The Religious story: The Hamitic hypothesis goes like this: Noah had three sons, Ham, Shem, and Japheth. After the flood, these sons with their families dispersed to different areas. Shem was supposedly the originator of European (Caucasian) races, Japheth the originator of Oriental races, and Ham the originator of African races. These get sorted later into the divisions of Negroid, Mongoloid, and Caucasoid. The important thing is that there are differences of origin for the different races.

It should be noted that this is usually linked with the story of Cain and Abel, to say that the curse of Cain is handed down to Ham. Either the curse goes through Ham, or it is argued (by Paracelsus first) that Adam was really the father only of the Jewish people, and the others came from elsewhere.


3.
Race as breeding populations or gene pools.

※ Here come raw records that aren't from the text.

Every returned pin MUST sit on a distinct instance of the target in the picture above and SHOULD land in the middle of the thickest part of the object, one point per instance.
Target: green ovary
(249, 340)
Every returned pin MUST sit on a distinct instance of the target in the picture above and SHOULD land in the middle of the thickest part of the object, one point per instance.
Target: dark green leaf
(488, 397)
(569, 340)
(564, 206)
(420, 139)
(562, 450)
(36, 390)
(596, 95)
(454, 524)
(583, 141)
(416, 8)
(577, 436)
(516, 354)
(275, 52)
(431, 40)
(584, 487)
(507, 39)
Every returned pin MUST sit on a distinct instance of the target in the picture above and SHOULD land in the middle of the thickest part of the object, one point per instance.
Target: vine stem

19th century, the discussion was about populations, and specifically the nature of species and sub-species. For Darwin, the subspecies was the race. These are populations separated geographically, such that reproduction is possible, but made less likely due to, initially, geographical factors, and then cultural ones.


4.
Race as class:

Race is often used as an indication of social standing, relative to the position of others. Race and class are not the same thing, but they can end up being coextensive in certain circumstances. We have come to realize that social position is constructed and imposed, rather than natural, and race turns out to be this way as well. It has more to do with social inheritance than anything else.


5.
Cultural Race:

"The cultural conception of race is identified with language group, religion, group habits, norms, or customs: a typical style of behaviour, dress, cuisine, music, literature, and art." The attempt to trace the "families" of languages goes a long way back, and is linked with the race discussions of the 18th and 19th centuries. This version of race has to do with a shared history, and some racism comes coded through the means of culture. Goldberg cites the case of Thatcher, when she was prime minister of Britain, saying something about the fear that Britons would be swamped by people [from the new commonwealth or Pakistan] with a different culture." They would somehow dilute what it was to be a real Briton. You get the same thing in Canada, when people talk about assimilation into "Canadian" culture, which usually means white settler culture.


6.
Ethnorace:

One theorist distinguishes between ethnicity and race by saying that the first is socially defined on the basis of cultural criteria, and the second is socially defined on the basis of physical criteria. (Van den Berghe). However, it seems that the first may collapse into the second. That means that ethnicity might be roughly the same as race. Ethnicity may still emphasize cultural content while race may emphasize descent, but these get blurred. If you ever have to fill out an affirmative action form for a job, you will sometimes find a list of "ethnicities" where you are supposed to check off what you belong to. But this list often mixes race (African descent) with ethnicity (Italian-American), and groups that belong somewhere between (e.g., Hispanic). And what about Jews? Usually, taken as a race, but in Jewish circles there is the tendency recently to racialize the basic distinction between Sephardic and Ashkenazi. Some Ashkenazis in Israel refer to Sephardic Jews as "Asiatic" Jews. Ethnicity? Race? Religion?


7.
Race as nation:

Nations tend to have geographic locations, which is the way Darwin used to think about sub-species. And, some might be inclined to see certain racial categorizations as really national ones. Being "Canadian", a national designation, for some really is a racial designation. Same with immigration policies in a variety of countries (eg, US, Australia). There is a sense that there is a national self-consciousness, that would be eroded if you get the wrong people in.


Now, all this means that our notions of race cannot be taken for granted. When someone talks about race, they might be talking about any of these.